The dot-matrix display chosen has a 5 pin cable to connect the following signals to the Arduino:
Clock -> green wire -> D13
CS -> yellow wire -> D10
Din -> orange wire -> D11
GND -> red wire -> GND
VCC -> brown wire -> +5V
You can solder the wires directly to the pads on the Arduino and the display, or use connectors. I personally chose to solder wires to the SPI port of the Arduino (which has the +5V, GND, D13 and D11 signals) and extend a wire to D10, and use a connector to the display. I removed the right angle connector on the display and installed it instead on the back side of the PCB, facing inwards.

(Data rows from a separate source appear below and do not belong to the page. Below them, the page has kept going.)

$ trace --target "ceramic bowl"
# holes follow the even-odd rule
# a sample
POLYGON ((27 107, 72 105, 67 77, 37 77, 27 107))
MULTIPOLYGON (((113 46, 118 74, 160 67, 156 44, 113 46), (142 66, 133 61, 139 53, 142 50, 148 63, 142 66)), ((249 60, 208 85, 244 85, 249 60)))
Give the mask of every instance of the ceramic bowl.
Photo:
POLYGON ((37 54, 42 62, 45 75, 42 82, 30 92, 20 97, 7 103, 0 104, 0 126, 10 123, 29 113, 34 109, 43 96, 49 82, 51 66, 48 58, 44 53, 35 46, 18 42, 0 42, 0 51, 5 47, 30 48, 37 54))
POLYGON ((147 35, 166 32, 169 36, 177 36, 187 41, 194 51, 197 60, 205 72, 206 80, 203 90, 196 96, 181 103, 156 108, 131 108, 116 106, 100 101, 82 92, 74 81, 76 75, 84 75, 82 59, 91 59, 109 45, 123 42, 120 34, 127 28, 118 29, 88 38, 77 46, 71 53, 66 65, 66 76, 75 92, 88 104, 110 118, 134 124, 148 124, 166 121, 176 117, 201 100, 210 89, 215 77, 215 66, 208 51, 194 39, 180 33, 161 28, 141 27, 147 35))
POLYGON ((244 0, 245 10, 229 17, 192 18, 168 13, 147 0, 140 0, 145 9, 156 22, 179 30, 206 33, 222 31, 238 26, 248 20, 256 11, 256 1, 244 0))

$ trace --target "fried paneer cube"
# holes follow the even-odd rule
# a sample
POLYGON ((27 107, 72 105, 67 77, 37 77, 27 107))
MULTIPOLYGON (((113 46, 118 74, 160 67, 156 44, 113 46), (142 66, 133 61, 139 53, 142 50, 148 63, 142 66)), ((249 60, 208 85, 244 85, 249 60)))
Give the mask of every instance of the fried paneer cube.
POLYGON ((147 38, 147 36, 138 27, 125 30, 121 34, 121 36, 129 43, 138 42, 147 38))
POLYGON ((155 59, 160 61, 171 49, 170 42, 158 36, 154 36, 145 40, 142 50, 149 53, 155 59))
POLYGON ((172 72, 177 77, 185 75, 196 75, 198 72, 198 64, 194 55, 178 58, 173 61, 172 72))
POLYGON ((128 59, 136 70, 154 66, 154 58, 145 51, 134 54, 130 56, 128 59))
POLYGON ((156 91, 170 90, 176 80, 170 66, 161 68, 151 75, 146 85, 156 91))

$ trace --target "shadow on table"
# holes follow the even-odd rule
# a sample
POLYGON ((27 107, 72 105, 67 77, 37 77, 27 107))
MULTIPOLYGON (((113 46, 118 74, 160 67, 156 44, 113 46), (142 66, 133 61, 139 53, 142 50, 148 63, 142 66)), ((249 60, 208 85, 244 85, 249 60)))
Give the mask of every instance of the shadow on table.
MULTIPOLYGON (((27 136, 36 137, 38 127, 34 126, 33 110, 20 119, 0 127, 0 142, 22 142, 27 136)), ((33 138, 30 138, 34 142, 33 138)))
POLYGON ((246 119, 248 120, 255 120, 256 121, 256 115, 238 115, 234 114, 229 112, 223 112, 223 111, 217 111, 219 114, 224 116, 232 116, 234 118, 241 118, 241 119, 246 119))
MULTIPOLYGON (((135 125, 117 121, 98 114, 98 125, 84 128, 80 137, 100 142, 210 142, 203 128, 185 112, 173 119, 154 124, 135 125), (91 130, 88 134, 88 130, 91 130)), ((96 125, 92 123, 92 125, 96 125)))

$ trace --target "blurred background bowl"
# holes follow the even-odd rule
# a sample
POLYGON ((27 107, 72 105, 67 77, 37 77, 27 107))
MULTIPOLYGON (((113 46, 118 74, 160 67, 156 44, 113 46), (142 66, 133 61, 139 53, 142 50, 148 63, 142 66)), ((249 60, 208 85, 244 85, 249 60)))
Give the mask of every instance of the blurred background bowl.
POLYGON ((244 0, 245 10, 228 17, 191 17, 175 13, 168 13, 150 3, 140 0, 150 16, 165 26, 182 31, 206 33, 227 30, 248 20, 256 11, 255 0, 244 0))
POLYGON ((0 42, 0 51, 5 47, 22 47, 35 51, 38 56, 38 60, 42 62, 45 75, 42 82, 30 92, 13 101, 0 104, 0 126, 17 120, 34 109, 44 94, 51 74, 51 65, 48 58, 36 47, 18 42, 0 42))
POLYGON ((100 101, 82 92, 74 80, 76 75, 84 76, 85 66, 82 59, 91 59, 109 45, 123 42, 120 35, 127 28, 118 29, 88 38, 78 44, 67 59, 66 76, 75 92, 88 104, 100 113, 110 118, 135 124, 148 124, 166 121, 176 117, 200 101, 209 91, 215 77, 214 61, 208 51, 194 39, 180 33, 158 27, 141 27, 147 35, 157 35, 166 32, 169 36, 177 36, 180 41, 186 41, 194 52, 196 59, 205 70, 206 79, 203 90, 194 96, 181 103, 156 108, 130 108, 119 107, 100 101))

I have mounted the nano at the bottom of the case, using double sided tape. Then, carefully remove the leftmost and rightmost 8x8 displays, and install the dot-matrix PCB, using M3 screws. A bit of tape on top of the USB mini connector will prevent it from shorting the pins on the display. Then, put back the 8x8 displays, being careful not to bend pins and choosing the right orientation.
Step 3: The Software
The clock uses a couple of well documented libraries, the Parola by MajicDesigns
and the Time library by Michael Margolis
If you never used Arduino, you will want to install the IDE software here:
and configure it to program a nano (some additional drivers may be required, if you use the chinese copies with the CH340 chip). Please refer to this instructable:
The code is quite straightforward, with very little bells and whistles. The semi-colon is redefined, to be a bit bigger and the same width as a space, and used as a flashing seconds marker. The clock is set using the setTime method, setTime(hours, minutes, seconds, days, months, years);, so you have to program the starting time in the clock, and reprogram it inside the Arduino if there is a power failure. This may seems an inconvenient, but it saves on pushbuttons, design time, and prevent an accidental reset of the clock.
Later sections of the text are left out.